Lastly but most excitingly there is news from Spain! A dedicated osprey watcher Chris Wood is on holiday in Portugal and gallantly volunteered to head out to the reservoir where Blue YZ is spending her time lately. He rang us today just after 3pm to say he had been watching two ospreys on a small island on the SE end near the dam for the last hour. Could one of them be Blue YZ? We should know for sure tomorrow when we download the latest data and see if this corresponds to the sighting. How exciting to think she has been seen ‘in the flesh’ so to speak- and a big thank you to Chris for letting us know.
Blue YZ – the field report
Posted on October 4, 2013 by rangeremma
We have a fabulous field report from our friend and keen osprey watcher Chris Wood who twice in the past week has actually visited the Spanish reservoir (Embalse de Piedras) where Blue YZ has been hanging out.

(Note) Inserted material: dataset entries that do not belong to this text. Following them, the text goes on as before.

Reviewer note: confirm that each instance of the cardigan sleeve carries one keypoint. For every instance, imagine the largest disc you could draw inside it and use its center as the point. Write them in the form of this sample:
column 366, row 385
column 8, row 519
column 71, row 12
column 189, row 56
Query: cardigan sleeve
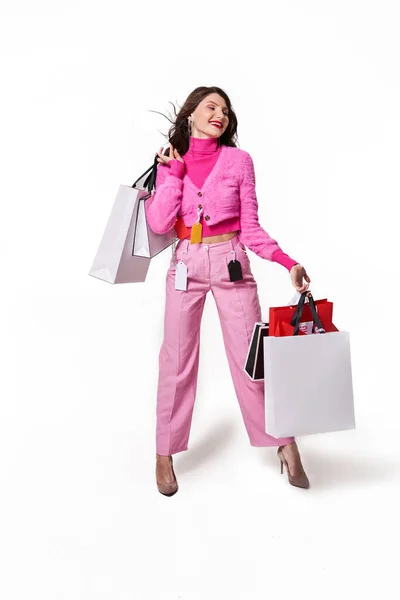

Chris has also solved a mystery for us! Recent satellite tracking data has shown Blue YZ favouring 3 roost spots which are in a very straight line and at a height that seemed rather high for the citrus trees in the area. Chris’s visit to the site revealed that those roost spots are a line of pylons. It shows that although satellite tracking gives us invaluable information, complementing it with site visits (when possible!) gives a clearer, fuller picture.
Satellite Tracking Update: A Dangerous Gamble
Posted on October 10, 2013 by rangeremma
Our young osprey Blue YZ seems to be making habit of taking dramatic routes on her first migration and worrying us all. If you have been following the interactive map ( see link to your right on this page) you will already know she left her sojourn location in Spain over the weekend and headed south. It seems the instinctive call of Africa overrode the attractions of wintering in southern Spain, though it did prove a very useful rest stop on route.
After a textbook crossing near Gibraltar, she has then made it across the Atlas Mountains of Morocco. Instead of sticking to a safe coastal route , she has headed almost due south inland into the heart of Algeria, into desert territory- a very inhospitable place for an osprey. She is now over 500km from the coast , and she roosted overnight on Wednesday on a rocky plateau amongst sandy dunes.
It is not at all impossible that she can survive this desert crossing- if she has the energy reserves and stamina. However, this route is very dangerous and complicated by things such as potential for sandstorms etc.
We will update you as soon as the next batch of data comes in , in the next 24hrs , which should tell us if she has made if safely- keep all your fingers, arms and toes crossed for our young bird- she’s going to need all the help she can get!